Intercalation studies

I joined the MSc SEM course as an intercalating medical student - completing this year-long Masters after completion of 3 years of the undergraduate medical degree. The university itself has a great campus and student union, and is ideally located between Headingley and the city centre.

The course offered a great combination of applied anatomy, sporting rehabilitation and pitch-side placement. Teaching days were succinct and followed progressively from regional anatomy, to mechanisms of sporting injury, physio-led rehabilitation and finally surgical options. Modules in second semester looking at sports nutrition and exercise prescription offered applied uses of SEM in both performance and public health settings.

Networking opportunities

The opportunity to complete pitch-side placements at local premier league football clubs, rugby league clubs and BUCS competitions gave great chances to network with professionals in the sector and learn about the planning, and dissemination of medical services. The university teaching days offered chances to hear from experts in their field, ranging from experienced surgeons, to specialist phyios and podiatrists. The different perspectives on the assessment and management of athletes and patients was valuable and will contribute to future practice.

Learn new skills

Elements of the academic and scientific processes for written assignments took some time to get to grips with. Understanding how to use statistical software and process and interpret the outputs and integrate this into written text was a novel skill I had to learn, however informative workshops and approachable module leads helped me to embed these skills.

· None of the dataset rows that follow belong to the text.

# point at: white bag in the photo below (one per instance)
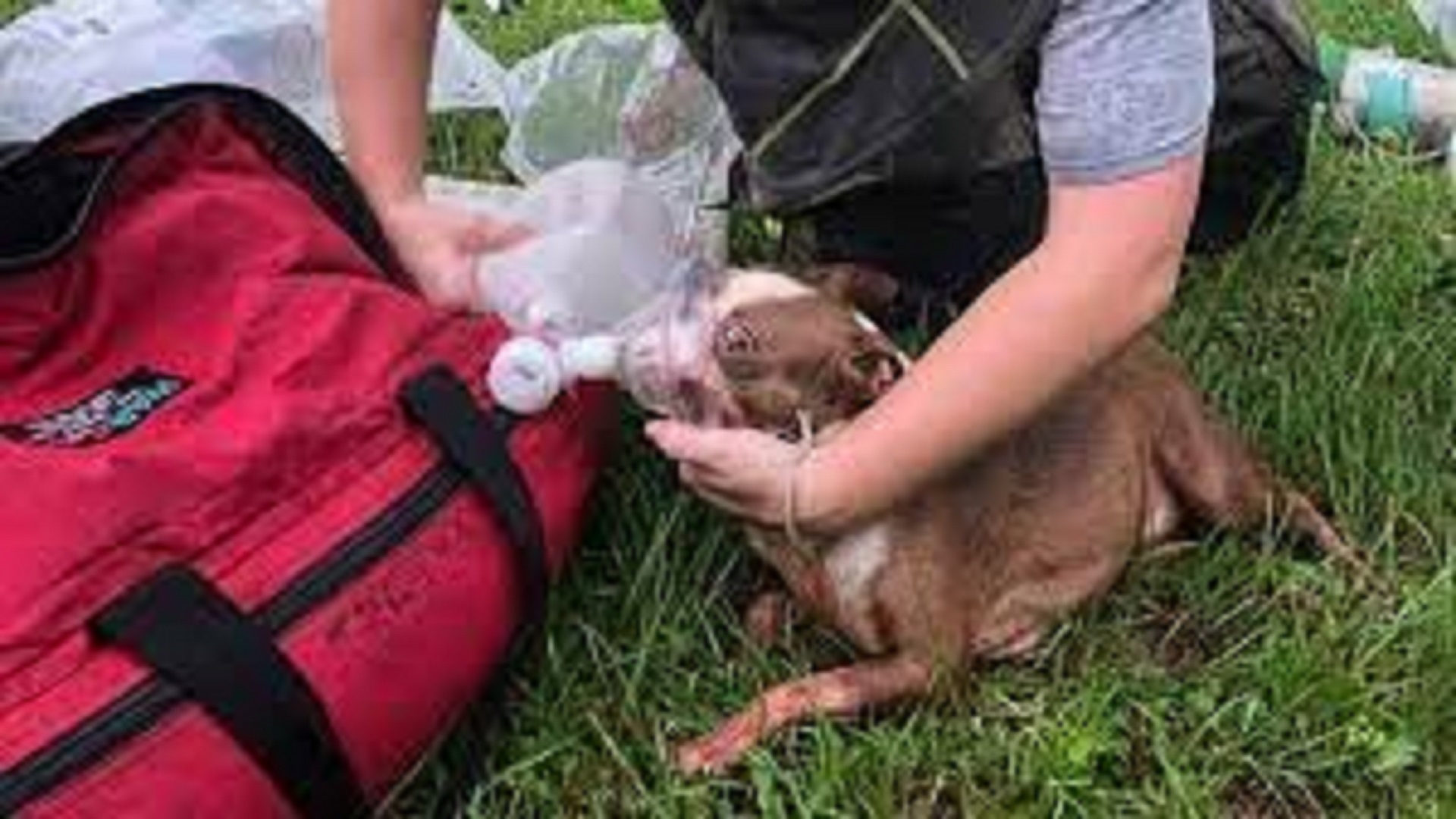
(632, 93)
(71, 55)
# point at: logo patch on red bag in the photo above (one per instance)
(102, 416)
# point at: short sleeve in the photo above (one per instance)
(1126, 88)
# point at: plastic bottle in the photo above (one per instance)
(655, 354)
(603, 246)
(1382, 93)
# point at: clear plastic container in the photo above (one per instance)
(657, 356)
(604, 246)
(1379, 93)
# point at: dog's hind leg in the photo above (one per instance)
(1220, 480)
(835, 692)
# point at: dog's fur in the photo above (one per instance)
(982, 563)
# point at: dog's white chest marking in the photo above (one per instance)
(852, 566)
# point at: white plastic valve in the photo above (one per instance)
(528, 373)
(525, 375)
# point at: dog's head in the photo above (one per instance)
(774, 349)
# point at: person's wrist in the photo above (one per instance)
(826, 506)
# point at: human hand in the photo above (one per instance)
(747, 472)
(440, 246)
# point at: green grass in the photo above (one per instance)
(1237, 679)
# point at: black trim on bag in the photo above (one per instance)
(146, 704)
(193, 635)
(287, 140)
(476, 444)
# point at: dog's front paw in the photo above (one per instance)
(712, 754)
(769, 618)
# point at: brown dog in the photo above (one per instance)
(983, 563)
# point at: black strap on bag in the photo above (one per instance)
(193, 635)
(475, 442)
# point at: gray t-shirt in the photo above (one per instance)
(1126, 86)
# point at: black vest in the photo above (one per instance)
(836, 95)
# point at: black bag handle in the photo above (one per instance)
(193, 635)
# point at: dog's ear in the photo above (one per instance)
(868, 371)
(859, 286)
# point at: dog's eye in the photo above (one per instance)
(737, 340)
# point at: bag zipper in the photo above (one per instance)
(147, 703)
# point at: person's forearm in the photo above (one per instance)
(381, 57)
(1078, 299)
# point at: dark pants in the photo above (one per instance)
(946, 245)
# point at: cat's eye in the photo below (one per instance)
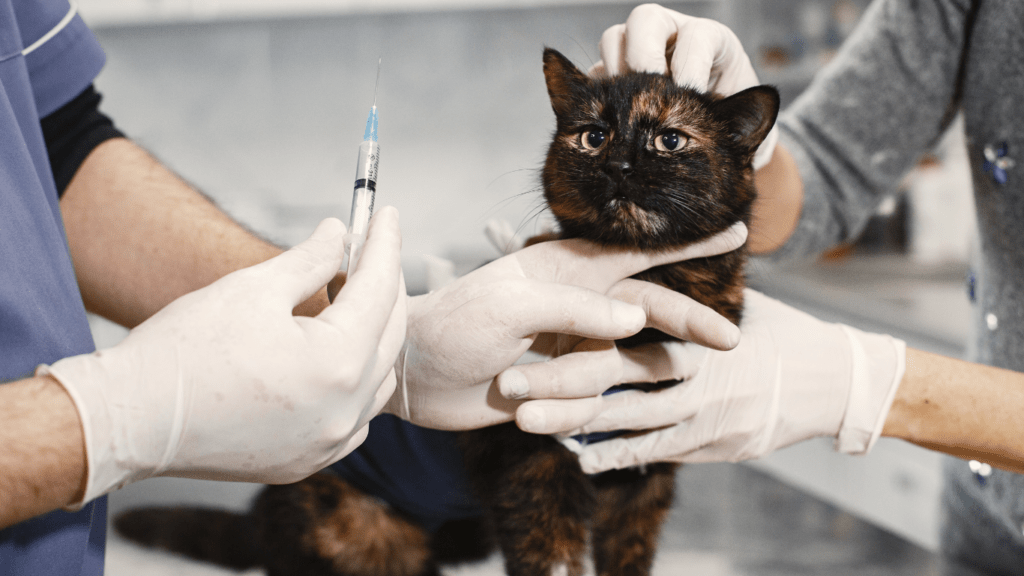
(670, 141)
(592, 139)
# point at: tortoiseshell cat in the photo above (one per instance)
(635, 161)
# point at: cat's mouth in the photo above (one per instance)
(634, 219)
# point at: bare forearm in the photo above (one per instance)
(776, 210)
(42, 454)
(140, 237)
(964, 409)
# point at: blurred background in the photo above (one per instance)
(261, 105)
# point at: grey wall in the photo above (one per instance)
(266, 116)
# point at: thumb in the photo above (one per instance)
(299, 273)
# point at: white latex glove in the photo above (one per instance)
(698, 52)
(462, 336)
(224, 383)
(792, 377)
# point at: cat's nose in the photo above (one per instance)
(617, 169)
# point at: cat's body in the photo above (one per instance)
(635, 161)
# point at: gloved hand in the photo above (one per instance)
(468, 332)
(224, 383)
(792, 377)
(698, 52)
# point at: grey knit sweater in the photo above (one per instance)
(884, 100)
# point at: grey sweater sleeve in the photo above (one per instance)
(869, 115)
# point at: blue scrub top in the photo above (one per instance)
(46, 59)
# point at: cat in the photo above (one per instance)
(635, 161)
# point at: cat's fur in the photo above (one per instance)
(542, 510)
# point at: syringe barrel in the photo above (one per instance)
(366, 187)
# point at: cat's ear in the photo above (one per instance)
(750, 115)
(563, 80)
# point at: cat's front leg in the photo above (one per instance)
(540, 501)
(632, 505)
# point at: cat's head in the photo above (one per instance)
(638, 161)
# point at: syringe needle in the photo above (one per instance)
(365, 190)
(378, 81)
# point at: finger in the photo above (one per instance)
(348, 446)
(298, 274)
(696, 47)
(383, 396)
(557, 416)
(590, 370)
(394, 333)
(587, 264)
(678, 315)
(548, 306)
(649, 32)
(610, 47)
(368, 298)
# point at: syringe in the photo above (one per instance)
(366, 188)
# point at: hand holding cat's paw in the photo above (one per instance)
(791, 378)
(697, 52)
(225, 383)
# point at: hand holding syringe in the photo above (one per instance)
(365, 191)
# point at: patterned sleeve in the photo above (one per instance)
(870, 114)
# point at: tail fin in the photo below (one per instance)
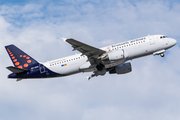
(19, 58)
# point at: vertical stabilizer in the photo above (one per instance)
(19, 58)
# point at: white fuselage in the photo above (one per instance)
(132, 49)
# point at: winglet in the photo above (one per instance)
(64, 39)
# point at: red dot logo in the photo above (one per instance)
(28, 61)
(26, 65)
(14, 60)
(20, 66)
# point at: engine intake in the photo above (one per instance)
(114, 55)
(122, 68)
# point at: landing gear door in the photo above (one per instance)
(42, 68)
(151, 40)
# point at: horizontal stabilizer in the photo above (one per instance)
(159, 52)
(16, 70)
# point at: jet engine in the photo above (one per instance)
(114, 55)
(121, 69)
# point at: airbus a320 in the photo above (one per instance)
(113, 58)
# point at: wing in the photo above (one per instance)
(89, 51)
(16, 70)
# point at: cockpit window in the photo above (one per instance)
(163, 37)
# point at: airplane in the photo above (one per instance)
(113, 58)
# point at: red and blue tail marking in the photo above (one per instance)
(26, 66)
(19, 58)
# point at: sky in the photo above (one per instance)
(150, 91)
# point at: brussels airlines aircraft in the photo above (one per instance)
(112, 59)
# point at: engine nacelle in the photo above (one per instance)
(122, 68)
(116, 55)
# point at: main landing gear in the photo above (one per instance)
(101, 70)
(162, 54)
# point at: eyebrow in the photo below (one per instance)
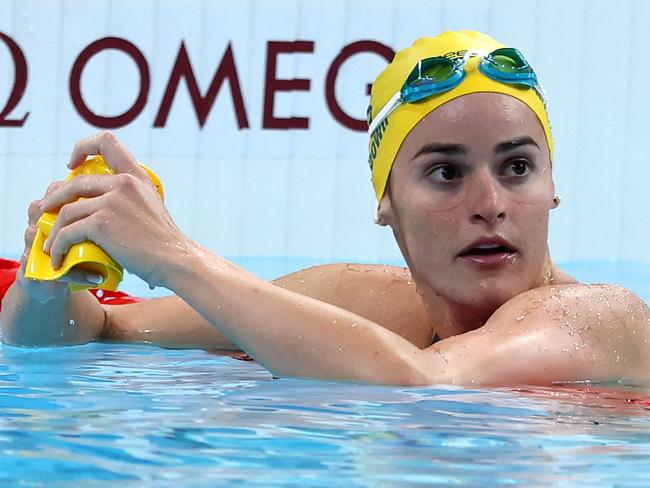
(447, 149)
(514, 144)
(456, 149)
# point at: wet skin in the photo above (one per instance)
(471, 217)
(474, 173)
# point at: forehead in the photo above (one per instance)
(477, 119)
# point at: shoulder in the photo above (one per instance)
(603, 319)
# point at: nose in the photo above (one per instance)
(486, 201)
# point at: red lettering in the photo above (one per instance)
(134, 53)
(20, 83)
(330, 81)
(203, 104)
(273, 84)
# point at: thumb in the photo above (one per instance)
(116, 155)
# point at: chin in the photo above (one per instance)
(486, 294)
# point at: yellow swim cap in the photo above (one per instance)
(387, 138)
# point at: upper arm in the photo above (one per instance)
(567, 333)
(383, 294)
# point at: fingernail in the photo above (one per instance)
(94, 278)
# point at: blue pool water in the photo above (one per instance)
(131, 415)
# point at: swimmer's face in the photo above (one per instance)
(469, 198)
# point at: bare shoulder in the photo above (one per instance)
(605, 320)
(384, 294)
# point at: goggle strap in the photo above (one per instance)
(392, 104)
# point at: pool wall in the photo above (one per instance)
(274, 168)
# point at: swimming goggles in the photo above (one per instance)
(440, 74)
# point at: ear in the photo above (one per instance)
(384, 211)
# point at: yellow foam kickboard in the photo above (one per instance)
(86, 256)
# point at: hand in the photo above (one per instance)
(122, 213)
(44, 291)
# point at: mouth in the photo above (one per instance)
(489, 251)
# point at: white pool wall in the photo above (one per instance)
(269, 192)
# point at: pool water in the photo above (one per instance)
(134, 415)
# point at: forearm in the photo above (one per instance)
(66, 318)
(289, 333)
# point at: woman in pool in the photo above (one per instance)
(461, 155)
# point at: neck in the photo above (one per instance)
(454, 318)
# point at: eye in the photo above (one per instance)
(517, 168)
(444, 173)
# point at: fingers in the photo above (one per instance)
(83, 186)
(68, 215)
(116, 155)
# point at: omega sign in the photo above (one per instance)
(225, 72)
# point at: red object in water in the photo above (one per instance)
(9, 268)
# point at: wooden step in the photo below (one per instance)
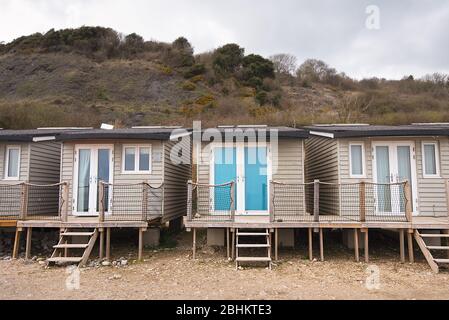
(441, 260)
(438, 247)
(65, 259)
(253, 245)
(71, 234)
(252, 234)
(71, 246)
(434, 235)
(253, 259)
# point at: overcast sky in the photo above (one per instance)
(412, 36)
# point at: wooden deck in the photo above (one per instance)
(260, 222)
(85, 222)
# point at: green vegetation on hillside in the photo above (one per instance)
(90, 75)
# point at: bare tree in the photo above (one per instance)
(284, 63)
(352, 106)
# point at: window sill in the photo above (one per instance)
(136, 172)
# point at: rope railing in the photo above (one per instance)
(129, 202)
(211, 202)
(28, 201)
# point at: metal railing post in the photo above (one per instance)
(24, 204)
(189, 200)
(316, 200)
(65, 202)
(101, 206)
(362, 201)
(232, 200)
(145, 205)
(272, 209)
(408, 201)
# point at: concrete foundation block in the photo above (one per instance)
(216, 237)
(286, 238)
(151, 237)
(348, 239)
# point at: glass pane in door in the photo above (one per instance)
(383, 177)
(225, 170)
(256, 197)
(84, 159)
(103, 174)
(404, 170)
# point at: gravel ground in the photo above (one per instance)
(172, 274)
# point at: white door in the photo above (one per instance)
(394, 162)
(248, 165)
(93, 163)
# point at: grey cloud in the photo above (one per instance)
(413, 37)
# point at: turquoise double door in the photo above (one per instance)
(248, 167)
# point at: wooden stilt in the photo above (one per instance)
(28, 243)
(101, 253)
(194, 244)
(108, 244)
(140, 244)
(15, 251)
(310, 245)
(356, 245)
(366, 246)
(276, 244)
(401, 245)
(233, 244)
(227, 243)
(410, 247)
(321, 245)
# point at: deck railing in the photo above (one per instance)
(309, 202)
(210, 202)
(27, 201)
(130, 202)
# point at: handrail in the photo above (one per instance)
(211, 185)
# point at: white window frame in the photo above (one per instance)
(362, 145)
(437, 159)
(137, 148)
(12, 147)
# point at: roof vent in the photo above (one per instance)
(252, 126)
(157, 127)
(106, 126)
(431, 124)
(65, 128)
(341, 124)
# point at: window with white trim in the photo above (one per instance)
(357, 160)
(136, 159)
(430, 160)
(12, 163)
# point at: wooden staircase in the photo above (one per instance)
(67, 242)
(427, 250)
(253, 236)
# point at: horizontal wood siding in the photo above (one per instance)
(432, 193)
(175, 179)
(321, 163)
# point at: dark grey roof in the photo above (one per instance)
(348, 131)
(86, 134)
(128, 133)
(283, 132)
(27, 135)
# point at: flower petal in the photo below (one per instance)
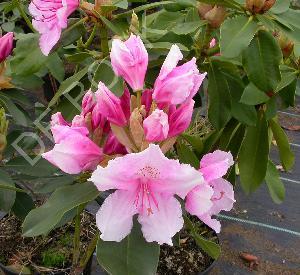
(114, 218)
(164, 222)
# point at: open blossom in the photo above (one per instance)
(175, 84)
(156, 126)
(73, 151)
(129, 60)
(50, 17)
(6, 45)
(216, 192)
(145, 184)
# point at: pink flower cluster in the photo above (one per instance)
(6, 45)
(142, 127)
(50, 17)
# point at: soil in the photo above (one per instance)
(186, 257)
(43, 254)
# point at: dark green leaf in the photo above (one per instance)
(274, 183)
(253, 155)
(236, 35)
(42, 219)
(253, 96)
(131, 256)
(261, 61)
(287, 157)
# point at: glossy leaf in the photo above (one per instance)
(132, 256)
(236, 35)
(253, 96)
(261, 61)
(7, 196)
(61, 201)
(287, 157)
(274, 183)
(253, 155)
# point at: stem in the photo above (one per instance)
(76, 249)
(91, 38)
(104, 41)
(89, 252)
(20, 8)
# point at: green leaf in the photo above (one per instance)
(236, 35)
(186, 155)
(68, 85)
(253, 155)
(280, 6)
(42, 168)
(28, 58)
(261, 61)
(132, 256)
(287, 157)
(219, 111)
(56, 66)
(23, 205)
(253, 96)
(42, 219)
(7, 196)
(274, 183)
(210, 247)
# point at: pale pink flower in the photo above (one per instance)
(111, 106)
(174, 85)
(156, 126)
(6, 45)
(73, 151)
(50, 17)
(57, 119)
(146, 183)
(180, 117)
(216, 194)
(129, 60)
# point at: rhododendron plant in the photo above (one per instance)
(50, 17)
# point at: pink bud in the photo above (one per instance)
(110, 106)
(57, 119)
(175, 85)
(6, 45)
(156, 126)
(88, 102)
(129, 60)
(180, 118)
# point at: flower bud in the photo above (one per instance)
(6, 45)
(216, 16)
(3, 131)
(156, 126)
(136, 128)
(134, 24)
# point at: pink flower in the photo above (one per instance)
(110, 106)
(50, 17)
(180, 118)
(73, 151)
(216, 194)
(156, 126)
(57, 119)
(129, 60)
(175, 85)
(146, 183)
(6, 45)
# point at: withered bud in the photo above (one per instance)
(134, 24)
(136, 126)
(216, 16)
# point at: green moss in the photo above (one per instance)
(53, 258)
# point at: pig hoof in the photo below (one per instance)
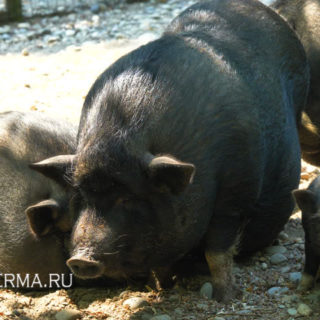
(227, 294)
(160, 281)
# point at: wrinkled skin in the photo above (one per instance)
(308, 201)
(192, 137)
(32, 207)
(304, 18)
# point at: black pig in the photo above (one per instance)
(191, 136)
(309, 202)
(31, 205)
(304, 16)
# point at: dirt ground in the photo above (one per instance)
(56, 84)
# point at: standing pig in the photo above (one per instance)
(309, 202)
(31, 205)
(191, 136)
(304, 17)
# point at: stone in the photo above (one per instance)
(161, 317)
(202, 306)
(95, 8)
(274, 291)
(68, 314)
(304, 309)
(275, 249)
(295, 277)
(25, 52)
(278, 258)
(292, 311)
(285, 269)
(135, 303)
(283, 236)
(206, 290)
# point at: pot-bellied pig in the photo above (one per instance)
(193, 135)
(32, 248)
(304, 17)
(308, 201)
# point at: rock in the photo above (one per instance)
(135, 303)
(95, 8)
(292, 311)
(285, 269)
(25, 52)
(161, 317)
(206, 290)
(274, 291)
(278, 258)
(53, 39)
(202, 306)
(283, 236)
(304, 309)
(24, 25)
(295, 277)
(70, 33)
(275, 249)
(68, 314)
(146, 316)
(264, 266)
(178, 311)
(289, 299)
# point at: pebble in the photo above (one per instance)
(206, 290)
(276, 249)
(96, 21)
(68, 314)
(295, 277)
(304, 309)
(135, 303)
(285, 269)
(278, 258)
(95, 8)
(292, 311)
(25, 52)
(283, 236)
(178, 311)
(161, 317)
(202, 306)
(274, 291)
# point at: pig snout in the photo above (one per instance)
(85, 268)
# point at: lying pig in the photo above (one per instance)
(26, 260)
(304, 17)
(190, 137)
(308, 201)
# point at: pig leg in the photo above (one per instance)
(161, 278)
(221, 246)
(310, 269)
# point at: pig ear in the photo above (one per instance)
(170, 174)
(55, 168)
(42, 216)
(306, 200)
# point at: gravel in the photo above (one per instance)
(206, 290)
(278, 258)
(57, 60)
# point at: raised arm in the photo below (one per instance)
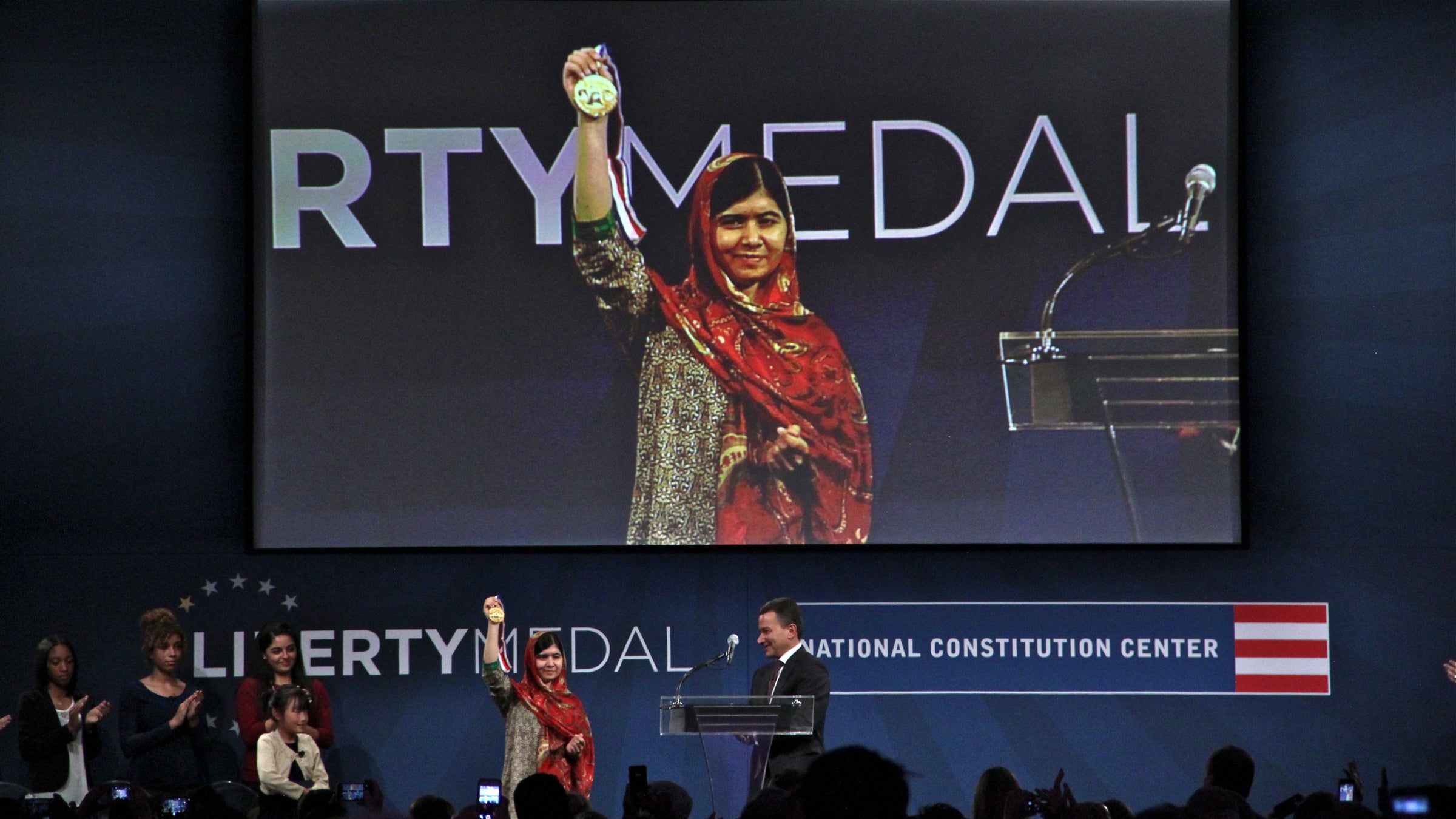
(496, 679)
(592, 186)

Opportunities provided by intercalation

I was awarded the Wolfson Scholarship for intercalating students with an interest and talent in medical research. The MSc SEM has a strong research-based dissertation component, in which I conducted a study comparing electrocardiographic remodelling between different groups of athletes. The scholarship contributed extensively to living expenses over the course of year and removed the need to seek paid employment. This enabled to shift all my attention to my studies, allowing me to produce academic work to the best of my ability and engage fully in placement opportunities.

Experiences to build upon

I am returning to 4th year of my undergraduate medicine degree at the University of Leeds. I am extending my interesting in electrocardiography and cardiac screening in sport by pursuing a research project in barriers to cardiac screening amongst junior basketball players that will span the final two years of the course.

The opportunities and experiences from this MSc have provided me a great foundation with which I can pursue a career in SEM in the future.

Being lectured by, and networking with, several field-leading experts has provided an introduction into many avenues of SEM that can be explored in the future. Exposure to pitch-side medical cover at a range of levels and in a range of sport gave a taste of the challenges and necessary facilities required to deliver effective and safe sporting care. Finally, completing my dissertation in an area of my own interest and being supervised by field-leading experts has opened up the medical research environment, which I will be able to progress further into following this Masters.

Prepare for the future

Make the most of the teaching days delivered by highly experienced and knowledgeable medical professionals by engaging fully in the teaching. In particular, the physio-led assessment and examination sessions are particularly interactive and engagement in these will help massively towards examinations. Also take up as many placement opportunities as possible, as these prepare you for future match cover or job posts you may wish to apply for.